In order to read text or engage with larger content, the eyes must move, typically through saccadic motion. These are short, ballistic eye movements, and unless a human being is consciously fixating on a point, they occur consistently to update our field of vision with points of interest. Saccades, like any sharp movement of a visual system, result in blurred images that are suppressed automatically and filled with information from the visual short term memory.

Saccade movements are fast (20-40 ms in duration) but slow to initiate against new visual stimulus at more than 100 ms. Microsaccades and reflexive saccades can exhibit quicker initiation cycles.

Perceptual Span

Our perceptual span uses cues from parafoveal vision and our iconic memory to produce a greater visual span before our eyes must move to read.

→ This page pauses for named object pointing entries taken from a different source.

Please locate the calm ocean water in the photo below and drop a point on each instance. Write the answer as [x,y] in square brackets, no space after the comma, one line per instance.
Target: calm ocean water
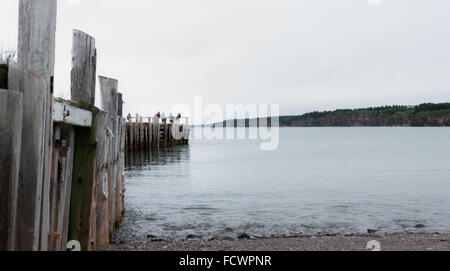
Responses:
[334,180]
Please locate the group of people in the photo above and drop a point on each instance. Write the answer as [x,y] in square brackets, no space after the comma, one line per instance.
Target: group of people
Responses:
[162,117]
[171,117]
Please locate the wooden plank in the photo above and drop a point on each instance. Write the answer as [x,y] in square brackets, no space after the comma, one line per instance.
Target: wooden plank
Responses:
[120,105]
[64,137]
[102,186]
[64,112]
[83,183]
[11,106]
[68,133]
[36,52]
[34,90]
[84,68]
[120,192]
[109,103]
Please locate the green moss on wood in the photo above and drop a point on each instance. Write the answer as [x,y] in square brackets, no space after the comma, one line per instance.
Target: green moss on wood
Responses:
[3,76]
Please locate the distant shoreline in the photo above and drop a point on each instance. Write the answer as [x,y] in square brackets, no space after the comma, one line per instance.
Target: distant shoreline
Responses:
[423,115]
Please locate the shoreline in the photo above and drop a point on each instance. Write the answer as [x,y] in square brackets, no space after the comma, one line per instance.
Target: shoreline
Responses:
[338,242]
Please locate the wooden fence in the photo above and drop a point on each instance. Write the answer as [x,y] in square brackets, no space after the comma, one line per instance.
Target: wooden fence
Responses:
[62,162]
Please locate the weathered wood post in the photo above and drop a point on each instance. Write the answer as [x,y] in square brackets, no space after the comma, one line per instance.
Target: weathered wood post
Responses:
[82,203]
[64,138]
[11,106]
[34,78]
[101,219]
[84,68]
[109,103]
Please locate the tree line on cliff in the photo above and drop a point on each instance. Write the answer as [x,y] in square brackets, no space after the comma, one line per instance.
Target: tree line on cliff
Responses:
[427,114]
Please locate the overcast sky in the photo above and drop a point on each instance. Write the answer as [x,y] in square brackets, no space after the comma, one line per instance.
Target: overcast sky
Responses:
[302,54]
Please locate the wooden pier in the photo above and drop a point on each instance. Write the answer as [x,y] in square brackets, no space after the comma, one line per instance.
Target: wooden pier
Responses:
[62,161]
[153,132]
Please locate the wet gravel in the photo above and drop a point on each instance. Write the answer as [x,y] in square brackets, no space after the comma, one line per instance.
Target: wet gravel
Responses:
[393,242]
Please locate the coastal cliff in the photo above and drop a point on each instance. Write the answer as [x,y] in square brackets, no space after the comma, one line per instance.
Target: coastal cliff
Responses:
[432,115]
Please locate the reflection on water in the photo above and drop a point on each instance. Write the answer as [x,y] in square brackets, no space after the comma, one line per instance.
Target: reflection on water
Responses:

For western alphabets, this is 4-5 characters to the left of fixation and less than 15 characters to the right.  Perceptual span size, directionality, and capacity is highly task, language and training dependent.

Similarly, perceptual span sizes exist for faces and other objects in different sizes and shapes.

Perceptual span is plastic and increases in capacity from adolescence to adults.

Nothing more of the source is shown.